Orange 1 FFF Racing Team could mount a program in Michelin Le Mans Cup or Asian Le Mans Series with the aim of receiving an invitation to the 24 Hours of Le Mans.
The Italian-based, Chinese-entered team expanded into the Blancpain GT Series this year after previous success in Asia.
It has provisionally claimed the Blancpain GT World Challenge Europe title and could also take championships in the Endurance Cup and overall standings at Circuit de Barcelona-Catalunya this weekend.
Team owner/driver Andrea Caldarelli has already confirmed plans to complete the full Intercontinental GT Challenge powered by Pirelli season in 2020 but an additional program to get to Le Mans could now also be on the cards.
An Asian LMS entry with Hiroshi Hamaguchi, which was the initial plan, has become less likely in recent weeks owing to a family commitment for the Japanese driver which could force him to miss the final two rounds of the 2019-20 season.
“At the moment, we are still in standby for his personal commitment,” Caldarelli told Sportscar365.
“There was a very big intention for that, we really had some good interest to do that, but if he cannot commit to do it, we are not going to do it. We are waiting for his personal decision.
“We have a deadline of the middle of October so we still have a couple of weeks. I know he is working on it because he really wants to do it.”
Hamaguchi and Phil Keen won the Pro-Am drivers’ title in GT World Challenge Europe this year, driving one of FFF’s three Lamborghinis in the sprint series.
If an Asian LMS program isn’t possible, Caldarelli wants to target the Michelin Le Mans Cup in 2020, which he now sees as a more viable route to Le Mans.
“For Michelin Cup, there is a good percentage [chance] that we can do it, and that’s also another way to get into Le Mans, and that is something more realistic,” he said.
“We have some interest for next year as well, without losing our commitment with the SRO, so a parallel program. We are studying to enter there.”
FFF wouldn’t be able to use a Lamborghini at Le Mans, as the Italian manufacturer doesn’t build cars to GTE regulations, although Caldarelli says it would still use a Huracan GT3 Evo in a Le Mans Cup or Asian LMS program.
“While we are racing in GT3, we are committed to Lamborghini, and we would definitely be with a Lambo car,” he said.
If it won an invite to Le Mans, FFF would then have to use another manufacturer, which he hinted could be Porsche as a fellow Volkswagen Group brand.
“Most probably a manufacturer that would be in the Volkswagen Group, as we are a big group, but that’s in my mind,” Caldarelli explained.

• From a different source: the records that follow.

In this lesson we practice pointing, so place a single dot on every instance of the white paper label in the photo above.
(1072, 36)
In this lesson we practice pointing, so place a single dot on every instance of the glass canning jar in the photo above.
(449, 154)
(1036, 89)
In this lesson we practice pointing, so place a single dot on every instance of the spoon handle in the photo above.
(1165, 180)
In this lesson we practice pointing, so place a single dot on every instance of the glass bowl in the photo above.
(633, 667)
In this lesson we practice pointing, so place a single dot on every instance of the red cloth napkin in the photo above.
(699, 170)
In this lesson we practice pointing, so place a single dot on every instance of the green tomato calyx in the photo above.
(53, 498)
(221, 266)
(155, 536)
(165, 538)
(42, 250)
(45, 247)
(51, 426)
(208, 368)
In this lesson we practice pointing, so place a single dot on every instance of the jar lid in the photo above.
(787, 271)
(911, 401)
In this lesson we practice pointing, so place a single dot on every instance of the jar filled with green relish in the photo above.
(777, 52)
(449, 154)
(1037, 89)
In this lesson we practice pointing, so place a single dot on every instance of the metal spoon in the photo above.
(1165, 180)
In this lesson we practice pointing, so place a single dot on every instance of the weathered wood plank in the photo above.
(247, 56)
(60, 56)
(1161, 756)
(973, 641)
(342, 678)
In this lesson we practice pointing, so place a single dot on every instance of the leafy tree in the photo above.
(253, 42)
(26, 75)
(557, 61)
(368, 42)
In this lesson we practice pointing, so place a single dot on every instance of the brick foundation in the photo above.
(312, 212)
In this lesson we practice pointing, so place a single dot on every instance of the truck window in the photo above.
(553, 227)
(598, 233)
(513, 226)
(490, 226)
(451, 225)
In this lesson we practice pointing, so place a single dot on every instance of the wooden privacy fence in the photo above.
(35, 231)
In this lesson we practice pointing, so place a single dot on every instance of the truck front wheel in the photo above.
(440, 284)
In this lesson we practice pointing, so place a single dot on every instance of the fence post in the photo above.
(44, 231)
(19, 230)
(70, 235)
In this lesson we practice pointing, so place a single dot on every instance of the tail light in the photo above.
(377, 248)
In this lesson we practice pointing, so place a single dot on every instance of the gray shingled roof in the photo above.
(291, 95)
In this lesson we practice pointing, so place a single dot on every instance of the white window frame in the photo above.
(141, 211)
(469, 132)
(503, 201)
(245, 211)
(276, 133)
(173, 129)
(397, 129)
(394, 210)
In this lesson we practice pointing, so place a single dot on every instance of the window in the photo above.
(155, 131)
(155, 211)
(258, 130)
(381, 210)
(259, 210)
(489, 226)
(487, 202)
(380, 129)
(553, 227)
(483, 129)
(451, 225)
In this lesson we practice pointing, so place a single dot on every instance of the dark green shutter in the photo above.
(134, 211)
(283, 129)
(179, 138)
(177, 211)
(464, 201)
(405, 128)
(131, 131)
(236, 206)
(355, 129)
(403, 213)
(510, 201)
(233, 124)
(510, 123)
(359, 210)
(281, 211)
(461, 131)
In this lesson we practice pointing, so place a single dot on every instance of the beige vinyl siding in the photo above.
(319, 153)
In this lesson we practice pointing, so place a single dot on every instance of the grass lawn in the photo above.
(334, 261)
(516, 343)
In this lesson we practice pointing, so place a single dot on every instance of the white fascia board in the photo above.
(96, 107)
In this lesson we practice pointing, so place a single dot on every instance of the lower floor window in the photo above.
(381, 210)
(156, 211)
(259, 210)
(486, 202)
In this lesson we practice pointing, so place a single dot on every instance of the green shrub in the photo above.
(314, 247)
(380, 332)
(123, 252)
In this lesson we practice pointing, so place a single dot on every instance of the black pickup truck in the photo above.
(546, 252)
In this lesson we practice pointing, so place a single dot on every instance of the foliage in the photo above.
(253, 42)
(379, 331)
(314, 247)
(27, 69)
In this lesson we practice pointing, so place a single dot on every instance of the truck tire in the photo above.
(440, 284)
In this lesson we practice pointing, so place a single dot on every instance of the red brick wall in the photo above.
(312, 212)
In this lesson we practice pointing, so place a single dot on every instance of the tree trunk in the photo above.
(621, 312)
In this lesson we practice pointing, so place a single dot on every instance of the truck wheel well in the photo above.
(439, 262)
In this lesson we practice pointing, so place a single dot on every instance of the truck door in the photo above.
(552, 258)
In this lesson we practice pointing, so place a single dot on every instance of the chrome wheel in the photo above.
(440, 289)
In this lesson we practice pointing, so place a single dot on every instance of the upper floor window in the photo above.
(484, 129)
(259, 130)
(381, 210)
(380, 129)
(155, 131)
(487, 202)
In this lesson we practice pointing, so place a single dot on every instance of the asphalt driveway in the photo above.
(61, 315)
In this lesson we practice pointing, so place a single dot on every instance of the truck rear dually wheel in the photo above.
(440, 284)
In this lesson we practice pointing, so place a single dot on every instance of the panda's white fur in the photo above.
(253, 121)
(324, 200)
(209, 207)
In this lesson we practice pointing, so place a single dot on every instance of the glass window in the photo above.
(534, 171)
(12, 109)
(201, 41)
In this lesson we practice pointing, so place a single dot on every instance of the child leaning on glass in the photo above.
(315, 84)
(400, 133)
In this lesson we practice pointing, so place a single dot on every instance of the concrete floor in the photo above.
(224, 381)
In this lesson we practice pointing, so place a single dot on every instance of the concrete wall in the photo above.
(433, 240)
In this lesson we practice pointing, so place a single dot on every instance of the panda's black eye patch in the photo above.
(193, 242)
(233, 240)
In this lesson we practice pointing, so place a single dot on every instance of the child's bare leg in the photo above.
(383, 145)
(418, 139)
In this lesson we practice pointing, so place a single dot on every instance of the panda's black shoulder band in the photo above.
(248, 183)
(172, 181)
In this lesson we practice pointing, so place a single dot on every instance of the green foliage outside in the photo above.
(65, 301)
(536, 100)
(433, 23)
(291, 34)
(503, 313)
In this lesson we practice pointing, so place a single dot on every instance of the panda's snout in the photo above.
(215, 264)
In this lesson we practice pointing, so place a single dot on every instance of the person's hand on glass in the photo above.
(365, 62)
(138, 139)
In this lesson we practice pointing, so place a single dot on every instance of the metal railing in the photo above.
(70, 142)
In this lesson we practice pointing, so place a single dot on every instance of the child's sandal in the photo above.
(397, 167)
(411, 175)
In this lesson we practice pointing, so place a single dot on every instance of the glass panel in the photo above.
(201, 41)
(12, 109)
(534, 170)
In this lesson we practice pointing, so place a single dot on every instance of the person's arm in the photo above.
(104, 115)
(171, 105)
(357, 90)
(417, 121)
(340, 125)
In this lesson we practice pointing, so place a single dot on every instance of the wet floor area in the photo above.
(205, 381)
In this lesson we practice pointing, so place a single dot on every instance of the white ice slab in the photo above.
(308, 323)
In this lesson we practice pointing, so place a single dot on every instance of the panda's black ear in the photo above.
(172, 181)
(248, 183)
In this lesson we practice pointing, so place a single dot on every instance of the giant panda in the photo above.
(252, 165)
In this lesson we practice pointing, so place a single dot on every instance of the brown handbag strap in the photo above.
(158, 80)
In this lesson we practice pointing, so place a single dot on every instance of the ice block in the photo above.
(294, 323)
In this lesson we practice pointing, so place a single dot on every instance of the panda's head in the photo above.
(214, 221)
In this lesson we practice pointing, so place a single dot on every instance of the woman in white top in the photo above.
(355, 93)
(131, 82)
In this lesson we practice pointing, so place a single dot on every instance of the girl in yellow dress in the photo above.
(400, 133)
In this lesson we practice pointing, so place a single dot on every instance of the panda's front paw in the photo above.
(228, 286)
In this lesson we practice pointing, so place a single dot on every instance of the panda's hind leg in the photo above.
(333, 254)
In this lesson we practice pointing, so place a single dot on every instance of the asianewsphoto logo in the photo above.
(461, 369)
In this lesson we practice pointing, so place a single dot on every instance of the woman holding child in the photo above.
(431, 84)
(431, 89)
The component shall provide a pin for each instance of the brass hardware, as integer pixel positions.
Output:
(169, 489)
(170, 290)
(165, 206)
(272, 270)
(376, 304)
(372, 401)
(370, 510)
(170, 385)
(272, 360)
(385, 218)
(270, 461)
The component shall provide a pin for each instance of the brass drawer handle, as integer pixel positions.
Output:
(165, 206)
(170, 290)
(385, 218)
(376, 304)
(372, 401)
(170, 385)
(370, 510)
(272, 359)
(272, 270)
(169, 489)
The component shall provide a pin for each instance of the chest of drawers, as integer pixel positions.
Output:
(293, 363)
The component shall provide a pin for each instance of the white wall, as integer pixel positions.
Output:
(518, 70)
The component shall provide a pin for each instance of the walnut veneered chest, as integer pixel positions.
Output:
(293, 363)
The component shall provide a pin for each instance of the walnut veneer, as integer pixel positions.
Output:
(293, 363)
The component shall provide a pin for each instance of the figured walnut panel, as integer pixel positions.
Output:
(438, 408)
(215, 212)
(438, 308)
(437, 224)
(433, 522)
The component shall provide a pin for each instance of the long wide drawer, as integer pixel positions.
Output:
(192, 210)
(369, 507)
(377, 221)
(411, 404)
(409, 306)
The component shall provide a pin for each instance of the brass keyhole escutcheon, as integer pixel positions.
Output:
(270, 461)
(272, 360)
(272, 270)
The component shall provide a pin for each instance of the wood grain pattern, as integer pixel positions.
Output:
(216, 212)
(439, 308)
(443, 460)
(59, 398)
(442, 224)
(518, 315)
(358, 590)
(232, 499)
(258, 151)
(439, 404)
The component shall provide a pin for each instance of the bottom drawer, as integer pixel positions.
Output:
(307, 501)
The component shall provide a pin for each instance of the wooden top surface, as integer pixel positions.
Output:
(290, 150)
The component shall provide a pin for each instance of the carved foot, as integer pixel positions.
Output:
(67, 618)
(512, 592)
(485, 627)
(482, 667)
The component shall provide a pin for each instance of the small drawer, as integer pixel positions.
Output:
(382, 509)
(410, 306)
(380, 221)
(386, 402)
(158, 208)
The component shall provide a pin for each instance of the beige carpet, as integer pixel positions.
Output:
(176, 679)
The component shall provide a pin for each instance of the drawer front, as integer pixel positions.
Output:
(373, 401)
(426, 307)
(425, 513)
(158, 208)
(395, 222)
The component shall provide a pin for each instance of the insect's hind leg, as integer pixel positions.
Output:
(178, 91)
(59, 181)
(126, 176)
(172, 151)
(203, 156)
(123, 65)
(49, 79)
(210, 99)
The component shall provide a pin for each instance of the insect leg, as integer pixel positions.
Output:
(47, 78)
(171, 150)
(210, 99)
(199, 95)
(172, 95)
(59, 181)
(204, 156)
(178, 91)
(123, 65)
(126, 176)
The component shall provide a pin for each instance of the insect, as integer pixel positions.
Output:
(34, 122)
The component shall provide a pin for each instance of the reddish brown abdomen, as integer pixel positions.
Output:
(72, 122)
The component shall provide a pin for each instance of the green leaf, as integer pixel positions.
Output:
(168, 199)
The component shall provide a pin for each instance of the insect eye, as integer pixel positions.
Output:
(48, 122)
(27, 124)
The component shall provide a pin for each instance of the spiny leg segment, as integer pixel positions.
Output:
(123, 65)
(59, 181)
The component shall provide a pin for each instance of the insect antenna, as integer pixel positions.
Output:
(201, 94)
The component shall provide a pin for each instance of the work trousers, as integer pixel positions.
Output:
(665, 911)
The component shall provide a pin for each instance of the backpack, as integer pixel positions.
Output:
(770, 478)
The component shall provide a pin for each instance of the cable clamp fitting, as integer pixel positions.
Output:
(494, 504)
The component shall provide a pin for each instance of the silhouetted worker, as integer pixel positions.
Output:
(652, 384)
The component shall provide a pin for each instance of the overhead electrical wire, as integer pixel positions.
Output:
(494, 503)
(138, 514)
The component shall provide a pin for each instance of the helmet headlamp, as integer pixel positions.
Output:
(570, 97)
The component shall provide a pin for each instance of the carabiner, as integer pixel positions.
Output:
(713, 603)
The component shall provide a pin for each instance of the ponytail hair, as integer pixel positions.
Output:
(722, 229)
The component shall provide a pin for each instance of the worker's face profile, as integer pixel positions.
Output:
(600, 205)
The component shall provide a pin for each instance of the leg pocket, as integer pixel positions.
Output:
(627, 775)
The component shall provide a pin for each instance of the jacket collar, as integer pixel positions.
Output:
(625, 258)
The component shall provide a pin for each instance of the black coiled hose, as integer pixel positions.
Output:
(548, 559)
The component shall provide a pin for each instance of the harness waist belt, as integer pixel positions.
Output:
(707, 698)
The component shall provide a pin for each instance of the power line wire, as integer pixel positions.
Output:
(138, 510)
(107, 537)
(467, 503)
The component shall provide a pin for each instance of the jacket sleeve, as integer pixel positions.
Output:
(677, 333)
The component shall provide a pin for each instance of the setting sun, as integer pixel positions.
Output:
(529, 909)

“You never know, maybe with Aston, with Ferrari. With Ferrari, I see it quite difficult with Italian competition, but let’s see.”
Last-Minute Barcelona Driver Changes “Stressful”
Caldarelli admitted that a number of driver changes for FFF’s three cars at Circuit de Barcelona-Catalunya this weekend have been difficult ahead of an important championship-deciding event.
Caldarelli himself and teammate Marco Mapelli will be joined by Albert Costa, replacing Dennis Lind, who has been taken ill.
Elsewhere at the team, Giacomo Altoe is in for Franck Perera, whose ADAC GT Masters commitments with Grasser Racing Team are taking priority, while Andrea Amici fills Diego Menchaca’s seat owing to sponsorship difficulties for the Mexican.
“Talking about my car, Albert is a great driver,” Caldarelli said.
“We really respect him and we’re very happy to welcome him, especially on his home track, but it is difficult to change the lineup when there is such a delicate, sensitive weekend.
“It’s very stressful. I think me, Marco and our engineer, we are such a strong core of the car so we can definitely rely on Albert even if he doesn’t know the team or anybody.”
Costa and Altoe both competed at Barcelona last weekend in the International GT Open weekend. The pair currently lead the series’ standings for Emil Frey Racing.